Around mile 6 I get my BP taken again and it’s moving into a more “normal/resting” range at 90/60. I feel more alert but continue to walk since every time I pick up the pace my abdomen rejects that plan. Again at mile 8 or so I get the Raleigh Fire Dep’t to take my BP again – its up to 110/70 or so. At this point because they are measuring it I realize that my HRM is feeding good data to my watch. So possibly it’s been right all day. One of their firefighters walked a loop with me – which was great to have company. At this point I feel like my BP/HR has “recovered” but my stomach is still giving me fits. I periodically find child’s pose in some cool grass – I have no idea why but it felt good. As I begin to head back towards the finish line I am willing myself to run the last 4 miles a good clip – yet every time I try it’s just not there. So I decide to run the downhills and walk the uphills which worked out marginally well. At mile 12 I am fed up with feeling like crap and decide to run the last mile (vanity’s a bitch with all those cameras isn’t it…..) As I’m finishing I start to realize I can’t really see anything so as I cross I slow and ask for the med tent. My HR at this point is way beyond my “redline.” They get me in a lounge chair, ice me down and start in on the BP/HR measurements again. Good news/bad news – I tend to “recover” really quickly so while the numbers were still high they were moving in the right direction. I was also able to take in additional fluids at this time too – and when the Dr asked if I’d used the bathroom it hit me that I never went again after T2.

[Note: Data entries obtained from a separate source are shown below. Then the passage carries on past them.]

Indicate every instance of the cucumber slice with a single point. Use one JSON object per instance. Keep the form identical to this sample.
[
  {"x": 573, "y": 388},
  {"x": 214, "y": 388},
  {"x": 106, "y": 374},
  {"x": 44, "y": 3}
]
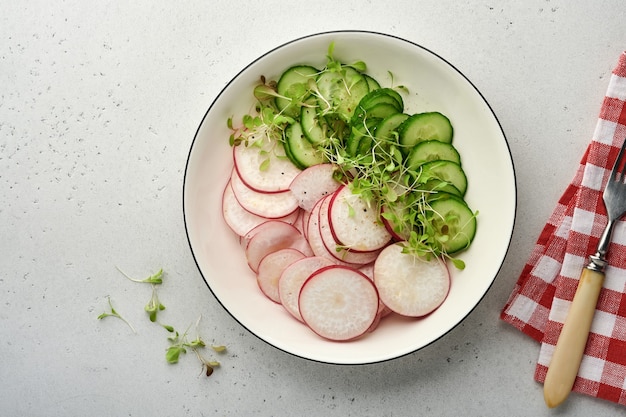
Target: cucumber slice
[
  {"x": 361, "y": 132},
  {"x": 313, "y": 126},
  {"x": 432, "y": 150},
  {"x": 447, "y": 171},
  {"x": 297, "y": 147},
  {"x": 341, "y": 91},
  {"x": 425, "y": 126},
  {"x": 387, "y": 128},
  {"x": 436, "y": 186},
  {"x": 378, "y": 111},
  {"x": 371, "y": 82},
  {"x": 294, "y": 84},
  {"x": 451, "y": 217},
  {"x": 383, "y": 95}
]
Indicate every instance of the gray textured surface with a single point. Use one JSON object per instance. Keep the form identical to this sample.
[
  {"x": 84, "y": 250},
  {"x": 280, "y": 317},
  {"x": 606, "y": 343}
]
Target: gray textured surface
[{"x": 99, "y": 102}]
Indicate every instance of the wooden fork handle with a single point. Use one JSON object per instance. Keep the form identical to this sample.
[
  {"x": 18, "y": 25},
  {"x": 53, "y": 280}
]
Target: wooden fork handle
[{"x": 572, "y": 340}]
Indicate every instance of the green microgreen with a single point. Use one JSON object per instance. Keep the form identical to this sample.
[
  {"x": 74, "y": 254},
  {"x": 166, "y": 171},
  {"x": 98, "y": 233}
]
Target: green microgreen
[
  {"x": 157, "y": 278},
  {"x": 113, "y": 313},
  {"x": 374, "y": 169},
  {"x": 179, "y": 343}
]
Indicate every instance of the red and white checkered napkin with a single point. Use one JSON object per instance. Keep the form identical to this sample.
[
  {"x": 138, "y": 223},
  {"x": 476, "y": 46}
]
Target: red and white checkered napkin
[{"x": 543, "y": 293}]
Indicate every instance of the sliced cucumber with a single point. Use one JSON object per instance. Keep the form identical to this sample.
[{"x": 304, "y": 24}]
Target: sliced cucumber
[
  {"x": 383, "y": 95},
  {"x": 379, "y": 111},
  {"x": 387, "y": 128},
  {"x": 432, "y": 150},
  {"x": 435, "y": 186},
  {"x": 361, "y": 132},
  {"x": 297, "y": 147},
  {"x": 313, "y": 126},
  {"x": 293, "y": 86},
  {"x": 371, "y": 82},
  {"x": 425, "y": 126},
  {"x": 452, "y": 218},
  {"x": 341, "y": 91},
  {"x": 447, "y": 171}
]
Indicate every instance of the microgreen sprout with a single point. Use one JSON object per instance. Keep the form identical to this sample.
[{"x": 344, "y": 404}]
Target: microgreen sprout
[
  {"x": 157, "y": 278},
  {"x": 179, "y": 343},
  {"x": 374, "y": 168},
  {"x": 113, "y": 313},
  {"x": 154, "y": 305}
]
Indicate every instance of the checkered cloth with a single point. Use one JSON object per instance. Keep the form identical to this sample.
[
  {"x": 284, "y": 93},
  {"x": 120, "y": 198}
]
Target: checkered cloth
[{"x": 543, "y": 293}]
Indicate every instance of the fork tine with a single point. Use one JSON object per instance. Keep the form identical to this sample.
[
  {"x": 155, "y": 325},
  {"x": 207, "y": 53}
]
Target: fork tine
[{"x": 617, "y": 172}]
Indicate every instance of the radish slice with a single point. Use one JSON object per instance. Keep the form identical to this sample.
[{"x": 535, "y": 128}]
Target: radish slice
[
  {"x": 271, "y": 268},
  {"x": 314, "y": 237},
  {"x": 268, "y": 205},
  {"x": 392, "y": 228},
  {"x": 313, "y": 183},
  {"x": 271, "y": 236},
  {"x": 338, "y": 303},
  {"x": 334, "y": 248},
  {"x": 293, "y": 278},
  {"x": 409, "y": 285},
  {"x": 355, "y": 224},
  {"x": 277, "y": 174},
  {"x": 236, "y": 217}
]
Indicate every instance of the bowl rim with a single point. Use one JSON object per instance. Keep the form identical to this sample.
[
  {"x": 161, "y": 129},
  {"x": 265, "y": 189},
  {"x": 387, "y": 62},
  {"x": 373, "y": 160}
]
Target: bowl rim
[{"x": 364, "y": 32}]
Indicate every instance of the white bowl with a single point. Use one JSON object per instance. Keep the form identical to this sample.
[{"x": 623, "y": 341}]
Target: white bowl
[{"x": 434, "y": 84}]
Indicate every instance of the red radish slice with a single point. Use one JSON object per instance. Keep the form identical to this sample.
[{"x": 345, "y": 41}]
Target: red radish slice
[
  {"x": 338, "y": 303},
  {"x": 271, "y": 236},
  {"x": 236, "y": 217},
  {"x": 290, "y": 220},
  {"x": 392, "y": 228},
  {"x": 304, "y": 217},
  {"x": 293, "y": 278},
  {"x": 409, "y": 285},
  {"x": 334, "y": 248},
  {"x": 354, "y": 223},
  {"x": 314, "y": 237},
  {"x": 368, "y": 270},
  {"x": 268, "y": 205},
  {"x": 313, "y": 183},
  {"x": 271, "y": 268},
  {"x": 272, "y": 176}
]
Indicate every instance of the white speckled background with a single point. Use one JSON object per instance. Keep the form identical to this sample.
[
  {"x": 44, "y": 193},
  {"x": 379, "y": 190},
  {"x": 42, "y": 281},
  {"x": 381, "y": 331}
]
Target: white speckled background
[{"x": 99, "y": 102}]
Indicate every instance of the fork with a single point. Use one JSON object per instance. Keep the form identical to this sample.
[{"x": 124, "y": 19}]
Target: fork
[{"x": 570, "y": 346}]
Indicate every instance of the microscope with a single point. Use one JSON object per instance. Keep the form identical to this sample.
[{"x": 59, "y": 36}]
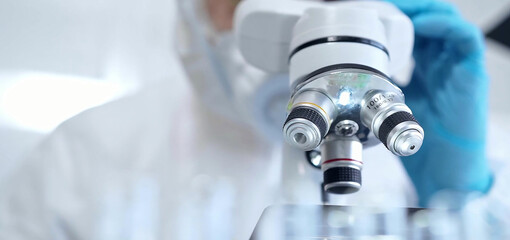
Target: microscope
[{"x": 340, "y": 57}]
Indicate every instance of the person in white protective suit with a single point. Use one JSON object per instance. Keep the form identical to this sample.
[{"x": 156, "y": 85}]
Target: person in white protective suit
[{"x": 199, "y": 155}]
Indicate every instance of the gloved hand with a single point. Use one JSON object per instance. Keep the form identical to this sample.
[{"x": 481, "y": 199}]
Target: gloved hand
[{"x": 448, "y": 96}]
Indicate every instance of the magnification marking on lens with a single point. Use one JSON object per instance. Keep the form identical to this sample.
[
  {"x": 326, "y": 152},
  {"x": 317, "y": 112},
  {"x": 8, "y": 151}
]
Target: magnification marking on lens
[{"x": 300, "y": 138}]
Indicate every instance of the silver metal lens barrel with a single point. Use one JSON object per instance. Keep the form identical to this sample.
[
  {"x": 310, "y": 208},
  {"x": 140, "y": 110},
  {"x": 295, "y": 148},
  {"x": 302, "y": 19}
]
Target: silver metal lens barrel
[
  {"x": 392, "y": 122},
  {"x": 341, "y": 164},
  {"x": 309, "y": 120}
]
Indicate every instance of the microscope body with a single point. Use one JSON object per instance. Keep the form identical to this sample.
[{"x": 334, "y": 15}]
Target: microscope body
[{"x": 339, "y": 56}]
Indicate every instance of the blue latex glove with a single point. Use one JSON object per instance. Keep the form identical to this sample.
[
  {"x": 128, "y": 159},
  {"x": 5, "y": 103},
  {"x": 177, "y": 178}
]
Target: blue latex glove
[{"x": 448, "y": 96}]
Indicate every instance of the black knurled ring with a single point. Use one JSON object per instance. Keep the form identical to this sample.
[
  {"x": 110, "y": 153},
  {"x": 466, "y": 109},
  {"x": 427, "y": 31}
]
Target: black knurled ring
[{"x": 311, "y": 115}]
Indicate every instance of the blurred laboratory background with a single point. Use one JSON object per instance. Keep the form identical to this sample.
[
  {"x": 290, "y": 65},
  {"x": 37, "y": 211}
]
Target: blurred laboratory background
[{"x": 74, "y": 73}]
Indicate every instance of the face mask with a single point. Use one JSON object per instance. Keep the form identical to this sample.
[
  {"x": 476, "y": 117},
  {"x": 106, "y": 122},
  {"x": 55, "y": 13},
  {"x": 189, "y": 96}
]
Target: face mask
[{"x": 221, "y": 78}]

I don’t know what happened. I don’t like not knowing. I am a problem solver and I’m willing to work at the solution. I am still in that place where I don’t feel like I accomplished anything despite finishing and that was ultimately the goal. But having done the work and setting an attainable goal, I still feel a loss. As another coach from the past posted today, “A period of time is needed to alter the outcomes of your new beliefs. The structure learns to adjust to the new preferred outcome ~ gestation periods.”